[<prev] [next>] [<thread-prev] [day] [month] [year] [list]
Message-ID: <Z4prKEpIg7A5pjHQ@phenom.ffwll.local>
Date: Fri, 17 Jan 2025 15:37:28 +0100
From: Simona Vetter <simona.vetter@...ll.ch>
To: Jason Gunthorpe <jgg@...dia.com>
Cc: Christian König <christian.koenig@....com>,
Xu Yilun <yilun.xu@...ux.intel.com>, Christoph Hellwig <hch@....de>,
Leon Romanovsky <leonro@...dia.com>, kvm@...r.kernel.org,
dri-devel@...ts.freedesktop.org, linux-media@...r.kernel.org,
linaro-mm-sig@...ts.linaro.org, sumit.semwal@...aro.org,
pbonzini@...hat.com, seanjc@...gle.com, alex.williamson@...hat.com,
vivek.kasireddy@...el.com, dan.j.williams@...el.com, aik@....com,
yilun.xu@...el.com, linux-coco@...ts.linux.dev,
linux-kernel@...r.kernel.org, lukas@...ner.de, yan.y.zhao@...el.com,
leon@...nel.org, baolu.lu@...ux.intel.com, zhenzhong.duan@...el.com,
tao1.su@...el.com
Subject: Re: [RFC PATCH 01/12] dma-buf: Introduce dma_buf_get_pfn_unlocked()
kAPI
On Thu, Jan 16, 2025 at 12:07:47PM -0400, Jason Gunthorpe wrote:
> On Thu, Jan 16, 2025 at 04:13:13PM +0100, Christian König wrote:
> >> But this, fundamentally, is importers creating attachments and then
> >> *ignoring the lifetime rules of DMABUF*. If you created an attachment,
> >> got a move and *ignored the move* because you put the PFN in your own
> >> VMA, then you are not following the attachment lifetime rules!
> >
> > Move notify is solely for informing the importer that they need to
> > re-fresh their DMA mappings and eventually block for ongoing DMA to
> > end.
>
> I feel that it is a bit pedantic to say DMA and CPU are somehow
> different. The DMABUF API gives you a scatterlist, it is reasonable to
> say that move invalidates the entire scatterlist, CPU and DMA equally.
dma-buf doesn't even give you a scatterlist, there's dma-buf which truly
are just handles that are 100% device specific.
It really is the "everything is optional" interface. And yes we've had
endless amounts of fun where importers tried to peek behind the curtain,
largely because scatterlists didn't cleanly separate the dma_addr_t from
the struct page side of things. So I understand Christian's concerns here.
But that doesn't mean we cannot add another interface that does allow
importers to peek behind the curtiain. As long as we don't make a mess and
confuse importers, and ideally have compat functions so that existing
importers can deal with pfn exporters too it's all fine with me.
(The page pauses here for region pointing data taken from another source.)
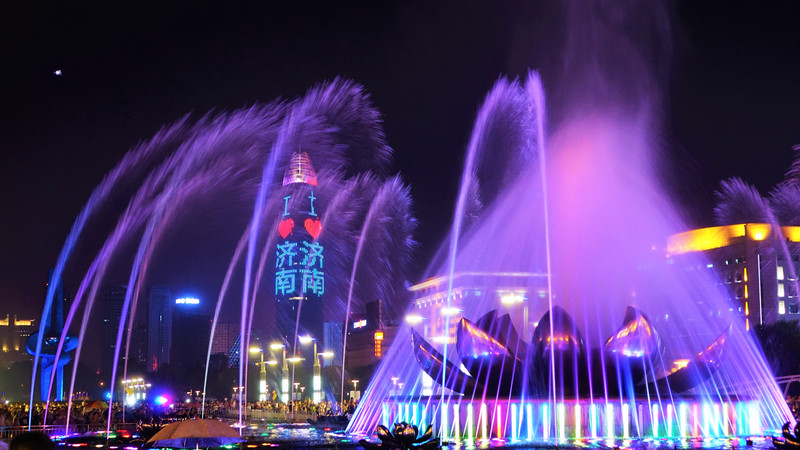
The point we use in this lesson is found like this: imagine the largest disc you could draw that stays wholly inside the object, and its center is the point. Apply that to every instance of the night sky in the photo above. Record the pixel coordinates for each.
(730, 85)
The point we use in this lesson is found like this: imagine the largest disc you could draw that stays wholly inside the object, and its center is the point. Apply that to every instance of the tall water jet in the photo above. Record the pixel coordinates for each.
(681, 363)
(220, 161)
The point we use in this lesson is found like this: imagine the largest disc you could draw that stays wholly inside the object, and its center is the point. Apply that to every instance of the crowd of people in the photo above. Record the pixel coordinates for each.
(96, 413)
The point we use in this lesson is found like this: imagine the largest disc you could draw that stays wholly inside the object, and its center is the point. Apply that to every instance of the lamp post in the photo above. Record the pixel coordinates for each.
(284, 372)
(316, 380)
(317, 364)
(262, 376)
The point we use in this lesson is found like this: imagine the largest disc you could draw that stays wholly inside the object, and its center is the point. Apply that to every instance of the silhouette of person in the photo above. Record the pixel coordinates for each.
(31, 440)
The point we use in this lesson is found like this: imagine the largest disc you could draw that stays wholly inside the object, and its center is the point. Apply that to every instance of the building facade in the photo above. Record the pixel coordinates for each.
(756, 263)
(13, 334)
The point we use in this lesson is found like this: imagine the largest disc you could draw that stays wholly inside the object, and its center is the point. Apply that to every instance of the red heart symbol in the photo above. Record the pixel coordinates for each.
(314, 227)
(285, 227)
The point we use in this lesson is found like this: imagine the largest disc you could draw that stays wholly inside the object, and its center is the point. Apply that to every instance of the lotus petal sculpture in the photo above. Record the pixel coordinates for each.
(403, 437)
(789, 440)
(496, 361)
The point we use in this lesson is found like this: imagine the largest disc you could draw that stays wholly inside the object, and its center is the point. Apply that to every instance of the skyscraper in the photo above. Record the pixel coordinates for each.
(159, 327)
(113, 299)
(299, 260)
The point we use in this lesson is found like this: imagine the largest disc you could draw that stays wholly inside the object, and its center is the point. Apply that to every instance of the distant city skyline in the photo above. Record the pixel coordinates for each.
(82, 88)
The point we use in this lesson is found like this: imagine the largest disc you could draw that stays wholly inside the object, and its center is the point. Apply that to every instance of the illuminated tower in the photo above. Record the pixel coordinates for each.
(299, 255)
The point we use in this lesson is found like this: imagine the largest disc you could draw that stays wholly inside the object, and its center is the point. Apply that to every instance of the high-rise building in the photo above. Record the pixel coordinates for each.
(13, 334)
(225, 333)
(113, 299)
(159, 327)
(299, 262)
(332, 341)
(758, 267)
(191, 330)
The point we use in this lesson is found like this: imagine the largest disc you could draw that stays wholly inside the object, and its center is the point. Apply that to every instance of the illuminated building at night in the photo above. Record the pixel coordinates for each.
(13, 334)
(159, 327)
(299, 281)
(757, 266)
(523, 294)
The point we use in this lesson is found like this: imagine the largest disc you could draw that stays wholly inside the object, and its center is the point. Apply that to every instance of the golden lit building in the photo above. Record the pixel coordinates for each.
(757, 265)
(13, 334)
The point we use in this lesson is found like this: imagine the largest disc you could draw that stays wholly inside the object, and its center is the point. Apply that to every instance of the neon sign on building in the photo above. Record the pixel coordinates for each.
(299, 258)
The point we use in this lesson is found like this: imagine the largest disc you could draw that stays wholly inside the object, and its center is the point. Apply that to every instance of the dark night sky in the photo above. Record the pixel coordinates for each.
(732, 91)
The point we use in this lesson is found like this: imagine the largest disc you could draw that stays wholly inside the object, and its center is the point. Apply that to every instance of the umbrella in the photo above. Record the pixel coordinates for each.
(196, 433)
(95, 404)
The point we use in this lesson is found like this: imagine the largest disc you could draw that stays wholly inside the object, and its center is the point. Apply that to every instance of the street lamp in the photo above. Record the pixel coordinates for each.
(512, 298)
(316, 380)
(262, 376)
(284, 372)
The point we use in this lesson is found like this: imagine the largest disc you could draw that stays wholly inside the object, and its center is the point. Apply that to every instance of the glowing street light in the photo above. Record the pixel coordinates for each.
(413, 319)
(284, 371)
(262, 376)
(316, 379)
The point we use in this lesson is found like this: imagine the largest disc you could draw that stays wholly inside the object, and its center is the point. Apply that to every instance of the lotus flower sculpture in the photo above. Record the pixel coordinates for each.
(404, 436)
(496, 361)
(789, 440)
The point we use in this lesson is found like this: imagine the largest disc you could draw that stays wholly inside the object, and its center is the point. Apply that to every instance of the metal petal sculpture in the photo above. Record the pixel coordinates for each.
(498, 362)
(403, 437)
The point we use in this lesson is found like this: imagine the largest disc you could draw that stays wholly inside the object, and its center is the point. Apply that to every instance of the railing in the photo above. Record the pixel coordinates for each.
(8, 433)
(271, 416)
(787, 381)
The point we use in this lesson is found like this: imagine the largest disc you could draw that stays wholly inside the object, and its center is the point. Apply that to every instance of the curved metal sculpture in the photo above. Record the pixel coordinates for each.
(789, 440)
(403, 437)
(496, 361)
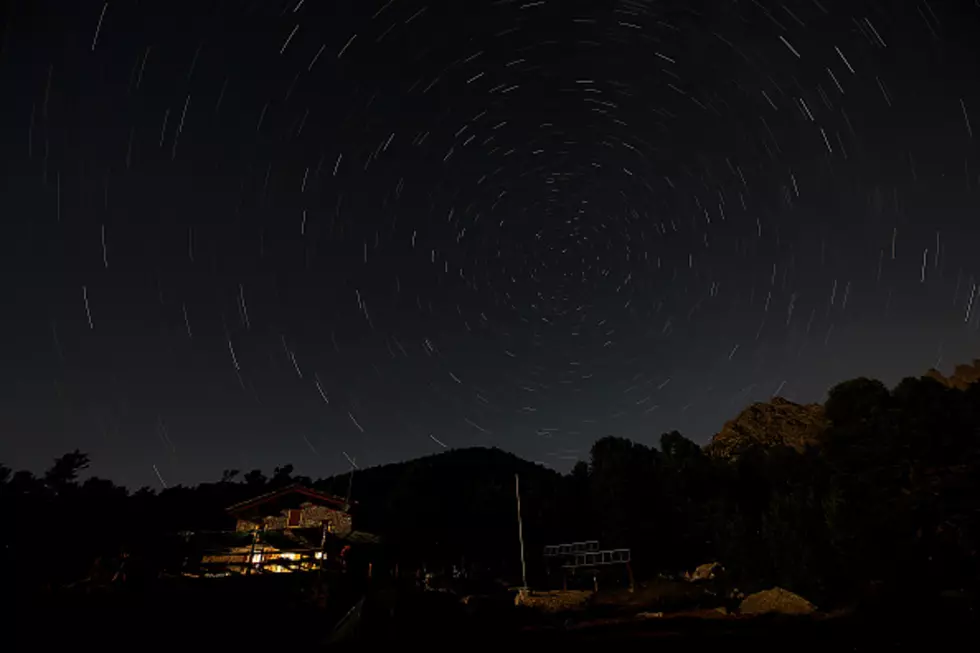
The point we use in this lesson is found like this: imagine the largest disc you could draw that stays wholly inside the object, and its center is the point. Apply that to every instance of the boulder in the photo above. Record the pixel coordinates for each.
(776, 601)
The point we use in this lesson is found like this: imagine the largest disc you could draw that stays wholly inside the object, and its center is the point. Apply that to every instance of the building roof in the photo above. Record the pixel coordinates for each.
(296, 488)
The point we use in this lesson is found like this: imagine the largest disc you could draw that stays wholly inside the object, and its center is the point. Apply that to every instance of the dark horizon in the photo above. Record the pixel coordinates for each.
(240, 237)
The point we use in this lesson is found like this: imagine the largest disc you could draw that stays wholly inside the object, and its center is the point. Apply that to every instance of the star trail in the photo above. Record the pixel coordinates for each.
(244, 234)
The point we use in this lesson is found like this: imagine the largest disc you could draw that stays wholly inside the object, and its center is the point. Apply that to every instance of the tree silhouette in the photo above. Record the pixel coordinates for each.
(65, 470)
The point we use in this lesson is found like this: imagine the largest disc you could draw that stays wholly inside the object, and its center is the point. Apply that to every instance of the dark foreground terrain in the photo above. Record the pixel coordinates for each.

And I also don't see an issue with reasonable pfn semantics that would
prevent a generic mmap implementation on top of that, so that
dma_buf_mmap() just works for those. The mmu notifier pain is when you
consume mmaps/vma in a generic way, but implementing mmap with the current
dma_resv locking is dead easy. Unless I've missed something nonobvious and
just made a big fool of myself :-)
What we cannot demand is that all existing dma-buf exporters switch over
to the pfn interfaces. But hey it's the everything optional interface, the
only things is guarantees are
- fixed length
- no copying
- refcounting and yay it only took 10 years: consistent locking rules
So I really don't understand Christian's fundamental opposition here.
Cheers, Sima
> > This semantics doesn't work well for CPU mappings because you need to
> > hold the reservation lock to make sure that the information stay valid
> > and you can't hold a lock while returning from a page fault.
>
> Sure, I imagine hooking up a VMA is hard - but that doesn't change my
> point. The semantics can be reasonable and well defined.
>
> > Yeah and exactly that is something we don't want to allow because it
> > means that every importer need to get things right to prevent exporters
> > from running into problems.
>
> You can make the same argument about the DMA address. We should just
> get rid of DMABUF entirely because people are going to mis-use it and
> wrongly implement the invalidation callback.
>
> I have no idea why GPU drivers want to implement mmap of dmabuf, that
> seems to be a uniquely GPU thing. We are not going to be doing stuff
> like that in KVM and other places. And we can implement the
> invalidation callback with correct locking. Why should we all be
> punished because DRM drivers seem to have this weird historical mmap
> problem?
>
> I don't think that is a reasonable way to approach building a general
> purpose linux kernel API.
>
> > Well it's not miss-used, it's just a very bad design decision to let
> > every importer implement functionality which actually belong into a
> > single point in the exporter.
>
> Well, this is the problem. Sure it may be that importers should not
> implement mmap - but using the PFN side address is needed for more
> than just mmap!
>
> DMA mapping belongs in the importer, and the new DMA API makes this
> even more explicit by allowing the importer alot of options to
> optimize the process of building the HW datastructures. Scatterlist
> and the enforeced represetation of the DMA list is very inefficient
> and we are working to get rid of it. It isn't going to be replaced by
> any sort of list of DMA addresses though.
>
> If you really disagree you can try to convince the NVMe people to give
> up their optimizations the new DMA API allows so DRM can prevent this
> code-review problem.
>
> I also want the same optimizations in RDMA, and I am also not
> convinced giving them up is a worthwhile tradeoff.
>
> > Why would you want to do a dmabuf2 here?
>
> Because I need the same kind of common framework. I need to hook VFIO
> to RDMA as well. I need to fix RDMA to have working P2P in all
> cases. I need to hook KVM virtual device stuff to iommufd. Someone
> else need VFIO to hook into DRM.
>
> How many different times do I need to implement a buffer sharing
> lifetime model? No, we should not make a VFIO specific thing, we need
> a general tool to do this properly and cover all the different use
> cases. That's "dmabuf2" or whatever you want to call it. There are
> more than enough use cases to justify doing this. I think this is a
> bad idea, we do not need two things, we should have dmabuf to handle
> all the use cases people have, not just DRMs.
>
> > I don't mind improving the scatterlist approach in any way possible.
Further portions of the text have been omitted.